When home is the preferred place of death

Palliative care patients at the end of life will often spend the majority of their time at home. Many people if asked would say they would like to stay at home for as long as possible. Many would also like to die at home. [1]

When someone is at home they need the support of a healthcare team. This often includes a GP, community nurse and sometimes a practice nurse. Family and friends will also often be involved. Specialist palliative care services may or may not be involved in their care during this time.

Community nurses may coordinate the care provided at home and also provide bereavement follow-up. [2] Sometimes they have specialist palliative care experience, but often this work is undertaken in addition to their usual generalist role, and although it may be intermittent or infrequent it is seen as important. [3] The care at home at the end of life often remains in the memories of carers and family members who have been involved. The Advance Project has developed online training in palliative care to help general practice nurses and practice managers develop the skills and understanding required in this setting.

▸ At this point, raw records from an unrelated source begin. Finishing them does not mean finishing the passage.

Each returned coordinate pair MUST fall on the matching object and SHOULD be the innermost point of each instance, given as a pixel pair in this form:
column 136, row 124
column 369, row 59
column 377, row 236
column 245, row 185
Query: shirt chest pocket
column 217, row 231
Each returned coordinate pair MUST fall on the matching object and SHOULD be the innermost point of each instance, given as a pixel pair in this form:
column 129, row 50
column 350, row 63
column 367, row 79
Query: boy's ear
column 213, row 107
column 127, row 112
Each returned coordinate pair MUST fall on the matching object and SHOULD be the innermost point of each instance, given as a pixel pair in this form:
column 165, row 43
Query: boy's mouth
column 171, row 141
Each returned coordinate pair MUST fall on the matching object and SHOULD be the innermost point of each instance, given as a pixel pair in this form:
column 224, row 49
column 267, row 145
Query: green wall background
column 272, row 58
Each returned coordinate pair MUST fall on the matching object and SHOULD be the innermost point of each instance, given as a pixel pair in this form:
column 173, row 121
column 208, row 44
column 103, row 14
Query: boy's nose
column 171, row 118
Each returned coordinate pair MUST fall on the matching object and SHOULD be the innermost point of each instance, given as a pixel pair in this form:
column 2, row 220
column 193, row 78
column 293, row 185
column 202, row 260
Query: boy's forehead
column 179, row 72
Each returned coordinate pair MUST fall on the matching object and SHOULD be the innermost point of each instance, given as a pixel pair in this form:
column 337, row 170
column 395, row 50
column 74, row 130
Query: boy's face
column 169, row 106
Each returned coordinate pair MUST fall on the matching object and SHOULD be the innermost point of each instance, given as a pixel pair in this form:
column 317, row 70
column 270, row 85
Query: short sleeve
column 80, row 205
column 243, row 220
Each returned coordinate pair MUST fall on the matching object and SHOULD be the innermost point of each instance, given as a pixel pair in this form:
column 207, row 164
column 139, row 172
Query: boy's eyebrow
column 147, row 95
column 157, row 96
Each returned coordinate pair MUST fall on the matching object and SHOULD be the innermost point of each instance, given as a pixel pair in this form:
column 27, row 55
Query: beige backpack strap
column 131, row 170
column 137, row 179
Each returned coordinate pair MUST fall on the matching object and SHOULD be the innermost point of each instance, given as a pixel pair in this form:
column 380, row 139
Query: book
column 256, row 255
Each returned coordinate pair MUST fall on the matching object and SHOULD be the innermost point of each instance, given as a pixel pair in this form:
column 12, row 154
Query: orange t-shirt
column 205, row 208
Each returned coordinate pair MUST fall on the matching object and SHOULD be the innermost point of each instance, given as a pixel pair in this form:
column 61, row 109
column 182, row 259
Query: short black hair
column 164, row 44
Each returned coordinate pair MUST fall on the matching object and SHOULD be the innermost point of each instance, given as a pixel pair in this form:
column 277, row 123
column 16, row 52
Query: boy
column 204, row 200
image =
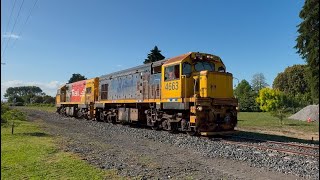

Palliative care community nursing

Video from Sydney Local Health District

This information was drawn from the following resources:

  1. Munday D, Petrova M, Dale J. Exploring preferences for place of death with terminally ill patients: qualitative study of experiences of general practitioners and community nurses in England. BMJ. 2009 Jul 15;339:b2391.
  2. Brownhill S, Chang E, Bidewell J, Johnson A. A decision model for community nurses providing bereavement care. Br J Community Nurs. 2013 Mar;18(3):133-9.
  3. Cumming M, Boreland F, Perkins D. Do rural primary health care nurses feel equipped for palliative care? Aust J Prim Health. 2012;18(4):274-83.